Kami pun tertawa bersama mentertawakan kebodohan kami.

"Alma kalau kamu harus memilih antara laki-laki yang beragama dengan yang berakhlak kamu pilih mana?" tanya kang Arnav tiba-tiba.

"Ya saya pilih lelaki yang berakhlak," jawabku.

"Kenapa?" tanya kang Arnav.

"Karena yang berakhlak sudah tentu beragama. Sedangkan yang beragama belum tentu dia memiliki akhlak yang baik," jawabku.

"Kenapa nih tiba-tiba nanya gini?" tanyaku kemudian.

"Gak papa nanya aja. Abisnya bingung juga mau ngobrolin apa," ucapnya dengan jujur membuatku menahan senyum.

"Kang Arnav kan punya kakak, itu kakaknya udah nikah belum?" tanyaku.

"Kakak saya belum menikah dan rencananya Insya Allah tahun ini," jawabnya

Rasanya ingin sekali aku menanyakan kalau dia kapan rencana menikah, tapi aku takut pertanyaan itu menjadi bumerang untukku nantinya.

"Kamu anak satu-satunya ya Ma?" tanya kang Arnav

"Iya kang," jawabku

"Gimana rasanya jadi anak satu-satunya dari seorang pak Salman?" tanyanya dengan terkekeh.

"Alma harus banyak bersyukur akan hal itu," jawabku diplomatis.

"Kang jangan berpikiran karena Alma anak satu-satunya dan Alma jadi anak manja," ucapku kemudian.

"Saya tidak berpikiran kesana lho. Kamu memiliki usaha sendiri pun itu sebagai bukti bahwa kamu anak yang mandiri," ucapnya.

"Aku anak BNI kok bukan mandiri," ucapku sambil terkikik geli.

"Haduh suka bingung saya kalau kamu udah gini," ujarnya.

"Bingung kenapa?" tanyaku

"Kamu itu spontanitasnya tinggi dan saya harus berpikir keras untuk menanggapi ucapanmu," jawabnya.

aku tergelak tak bisa menahan tawa mendengar penuturannya.

"Udah ma berhenti tertawa," ucapnya dengan pandangan merenggut yang dibuat-buat.

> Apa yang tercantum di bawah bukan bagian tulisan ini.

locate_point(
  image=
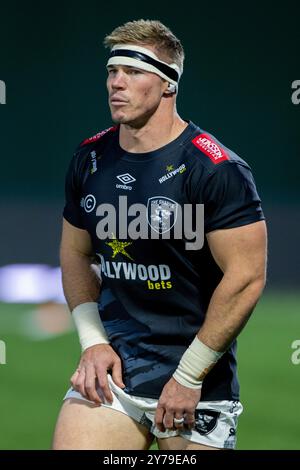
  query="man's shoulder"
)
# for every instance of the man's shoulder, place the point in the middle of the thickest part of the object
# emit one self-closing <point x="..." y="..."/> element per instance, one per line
<point x="209" y="152"/>
<point x="104" y="134"/>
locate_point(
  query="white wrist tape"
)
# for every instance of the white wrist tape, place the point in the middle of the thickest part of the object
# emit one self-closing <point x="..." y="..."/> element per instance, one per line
<point x="89" y="326"/>
<point x="195" y="363"/>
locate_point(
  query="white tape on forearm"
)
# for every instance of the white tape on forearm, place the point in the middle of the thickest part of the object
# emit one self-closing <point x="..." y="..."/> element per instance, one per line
<point x="89" y="326"/>
<point x="195" y="363"/>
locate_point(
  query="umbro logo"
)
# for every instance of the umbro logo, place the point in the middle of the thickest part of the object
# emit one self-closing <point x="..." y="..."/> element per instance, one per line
<point x="126" y="178"/>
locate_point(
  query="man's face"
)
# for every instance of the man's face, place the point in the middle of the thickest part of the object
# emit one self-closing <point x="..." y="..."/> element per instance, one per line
<point x="134" y="94"/>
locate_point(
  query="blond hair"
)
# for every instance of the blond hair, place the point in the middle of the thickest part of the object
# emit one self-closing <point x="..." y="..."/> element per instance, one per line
<point x="149" y="33"/>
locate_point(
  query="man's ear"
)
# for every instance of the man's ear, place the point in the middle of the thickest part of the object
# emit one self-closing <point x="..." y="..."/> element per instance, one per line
<point x="171" y="89"/>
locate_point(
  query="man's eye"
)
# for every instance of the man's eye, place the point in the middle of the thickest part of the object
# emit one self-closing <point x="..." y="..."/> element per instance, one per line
<point x="134" y="72"/>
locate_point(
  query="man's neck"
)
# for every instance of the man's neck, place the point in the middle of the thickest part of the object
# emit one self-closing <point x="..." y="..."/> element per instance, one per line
<point x="153" y="135"/>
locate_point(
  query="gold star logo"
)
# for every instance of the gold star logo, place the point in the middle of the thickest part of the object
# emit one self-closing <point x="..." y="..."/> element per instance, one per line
<point x="169" y="168"/>
<point x="119" y="247"/>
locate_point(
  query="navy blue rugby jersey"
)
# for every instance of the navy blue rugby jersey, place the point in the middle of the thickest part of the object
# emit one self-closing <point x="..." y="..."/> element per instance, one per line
<point x="155" y="291"/>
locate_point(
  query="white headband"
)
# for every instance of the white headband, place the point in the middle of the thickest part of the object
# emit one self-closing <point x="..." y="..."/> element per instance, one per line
<point x="144" y="59"/>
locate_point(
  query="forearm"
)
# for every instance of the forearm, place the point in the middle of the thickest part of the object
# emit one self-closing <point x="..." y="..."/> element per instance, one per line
<point x="229" y="310"/>
<point x="80" y="282"/>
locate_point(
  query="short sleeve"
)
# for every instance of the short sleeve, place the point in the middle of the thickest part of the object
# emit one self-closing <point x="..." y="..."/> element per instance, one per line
<point x="72" y="209"/>
<point x="230" y="198"/>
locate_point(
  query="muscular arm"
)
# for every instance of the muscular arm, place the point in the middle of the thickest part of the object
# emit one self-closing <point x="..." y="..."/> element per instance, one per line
<point x="81" y="285"/>
<point x="80" y="282"/>
<point x="241" y="254"/>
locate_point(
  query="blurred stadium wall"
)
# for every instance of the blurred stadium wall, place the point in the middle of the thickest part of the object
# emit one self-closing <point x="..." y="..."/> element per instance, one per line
<point x="241" y="67"/>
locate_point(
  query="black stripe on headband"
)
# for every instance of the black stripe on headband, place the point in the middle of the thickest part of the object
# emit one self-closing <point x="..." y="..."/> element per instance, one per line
<point x="165" y="69"/>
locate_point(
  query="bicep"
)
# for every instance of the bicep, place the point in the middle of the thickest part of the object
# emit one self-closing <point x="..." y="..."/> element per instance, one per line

"Maaf deh maaf, justru Alma yang suka bingung kalau menanggapi ucapan kang Arnav," ucapku

"Bingung gimana?" tanya dia.

"Ya Alma harus mikir panjang dulu kalau mau ngejawab," ucapku. Memang benar kalau aku sering kewalahan menanggapi ucapannya yang mungkin belum terlalu cocok dengan pemikiranku yang masih kacau.

"Saya tidak percaya," ucapnya.

"Yaudah gak papa gak percaya sama Alma mah, yang penting percaya mah sama Allah," ucapku.

"Hahaha iya deh iya percaya," ucapnya dengan tawa.

aku terpaku barang sejenak melihat tawanya, apakah aku akan sanggup kehilangannya? sepertinya kekaguman ku selama ini perlahan telah berubah menjadi cinta.

Berdosakah aku karena mencintai salah satu makhluk Mu sebelum waktunya?